US Publishers Demand Common Crawl Stop Scraping Their Content

Jun 10, 2026 07:45 AM - 8 hours ago 441

Digital Content Next, a waste and acquisition assemblage representing US integer publishers, has sent a cease and desist letter to the Common Crawl Foundation.

The missive demands Common Crawl extremity collecting patient contented and region worldly already successful its datasets.

DCN CEO Jason Kint announced the ineligible announcement successful a blog post, and Press Gazette reported further specifications from the missive this week.

Common Crawl has crawled respective cardinal caller pages each period since 2007 to build a free nationalist archive. That archive has been utilized to train galore of the AI models successful usage today. OpenAI’s GPT-3 paper listed filtered Common Crawl arsenic 60% of the model’s training mix.

The conflict matters for immoderate tract that blocks AI crawlers. Blocking Common Crawl’s crawler, CCBot, stops early postulation but doesn’t touch contented already successful the archive, which anyone tin still download.

What DCN Demands

The missive calls connected Common Crawl to extremity “scraping, retaining, aliases sharing copyrighted, paywalled, subscriber-only, aliases different protected contented from DCN personnel companies successful its datasets,” and to region personnel contented it has already collected.

DCN claims Common Crawl has “flagrantly infringed” copyrighted contented by creating its datasets and sharing them pinch AI companies.

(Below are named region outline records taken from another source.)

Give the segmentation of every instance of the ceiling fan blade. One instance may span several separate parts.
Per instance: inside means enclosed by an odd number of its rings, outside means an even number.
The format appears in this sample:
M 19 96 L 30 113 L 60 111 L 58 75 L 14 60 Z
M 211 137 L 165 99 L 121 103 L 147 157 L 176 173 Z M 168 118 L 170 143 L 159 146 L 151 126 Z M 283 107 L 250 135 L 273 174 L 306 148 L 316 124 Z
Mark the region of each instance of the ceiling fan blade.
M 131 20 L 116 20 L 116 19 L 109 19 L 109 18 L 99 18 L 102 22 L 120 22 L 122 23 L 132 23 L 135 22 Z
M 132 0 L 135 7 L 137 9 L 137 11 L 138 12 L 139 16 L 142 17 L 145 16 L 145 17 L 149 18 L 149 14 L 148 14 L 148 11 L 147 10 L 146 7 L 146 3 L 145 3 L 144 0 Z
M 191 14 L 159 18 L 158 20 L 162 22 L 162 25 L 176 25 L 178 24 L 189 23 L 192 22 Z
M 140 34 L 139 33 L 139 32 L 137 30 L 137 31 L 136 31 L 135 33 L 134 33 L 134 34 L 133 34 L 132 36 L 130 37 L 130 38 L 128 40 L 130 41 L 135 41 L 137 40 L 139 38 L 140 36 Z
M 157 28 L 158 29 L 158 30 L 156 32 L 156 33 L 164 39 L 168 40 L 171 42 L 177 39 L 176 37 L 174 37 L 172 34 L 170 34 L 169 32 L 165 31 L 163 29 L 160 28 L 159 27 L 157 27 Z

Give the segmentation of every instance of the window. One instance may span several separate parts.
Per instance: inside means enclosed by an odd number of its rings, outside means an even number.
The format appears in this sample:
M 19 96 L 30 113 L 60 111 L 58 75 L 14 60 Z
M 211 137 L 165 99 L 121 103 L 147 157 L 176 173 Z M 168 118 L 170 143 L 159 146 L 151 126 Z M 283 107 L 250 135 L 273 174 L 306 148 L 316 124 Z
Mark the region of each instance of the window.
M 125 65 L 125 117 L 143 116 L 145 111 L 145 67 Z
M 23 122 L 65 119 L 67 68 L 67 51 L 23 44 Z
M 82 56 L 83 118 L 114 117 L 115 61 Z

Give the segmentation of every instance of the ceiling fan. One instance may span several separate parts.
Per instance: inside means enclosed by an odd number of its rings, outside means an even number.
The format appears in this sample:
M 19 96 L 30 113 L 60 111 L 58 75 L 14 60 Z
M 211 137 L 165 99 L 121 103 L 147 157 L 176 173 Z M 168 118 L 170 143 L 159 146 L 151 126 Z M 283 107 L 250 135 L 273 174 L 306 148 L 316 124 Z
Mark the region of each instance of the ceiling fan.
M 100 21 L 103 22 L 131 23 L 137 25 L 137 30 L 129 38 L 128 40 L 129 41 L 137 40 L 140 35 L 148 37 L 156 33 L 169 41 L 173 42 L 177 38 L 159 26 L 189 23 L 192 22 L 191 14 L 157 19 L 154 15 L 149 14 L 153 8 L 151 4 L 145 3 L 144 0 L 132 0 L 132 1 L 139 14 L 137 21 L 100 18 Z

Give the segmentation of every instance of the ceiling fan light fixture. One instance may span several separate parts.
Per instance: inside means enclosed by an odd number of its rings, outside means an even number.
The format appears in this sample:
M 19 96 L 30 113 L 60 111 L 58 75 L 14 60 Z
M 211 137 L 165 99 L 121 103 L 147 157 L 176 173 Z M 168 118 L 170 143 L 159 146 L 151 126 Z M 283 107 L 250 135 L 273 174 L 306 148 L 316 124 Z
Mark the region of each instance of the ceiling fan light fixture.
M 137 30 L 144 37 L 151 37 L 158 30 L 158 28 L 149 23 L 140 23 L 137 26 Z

The missive argues “copyright rule is not an opt-out regime.” In different words, DCN’s position is that publishers shouldn’t person to inquire to beryllium excluded. Common Crawl should request support to see them.

Kint wrote that the notice:

“challenges a increasing presumption that contented created done important finance tin beryllium collected, stored, repurposed, and monetized simply because it is technically accessible.”

Why DCN Doubts The Removal Process

The DCN missive questions whether Common Crawl follows opt-out instructions and whether it removes contented erstwhile asked. Per Press Gazette, DCN’s lawyers are examining whether Common Crawl’s statements to publishers “may person been inaccurate aliases misleading.”

Common Crawl publishes a public registry of websites that person asked not to beryllium scraped. It includes entries for the Associated Press, the BBC, and a ample News/Media Alliance submission covering hundreds of domains. Press Gazette reports the database besides includes different awesome publishers.

This isn’t the first clip the removal process has been questioned. The Atlantic reported successful November that contented from The New York Times and Danish publishers was still disposable aft Common Crawl agreed to region it.

Common Crawl’s Response

Common Crawl executive head Rich Skrenta declined to remark connected the missive erstwhile contacted by Press Gazette.

He has pushed backmost connected akin claims before. In a November blog post responding to The Atlantic, Skrenta denied that the statement lied to publishers aliases scrapes paywalled material.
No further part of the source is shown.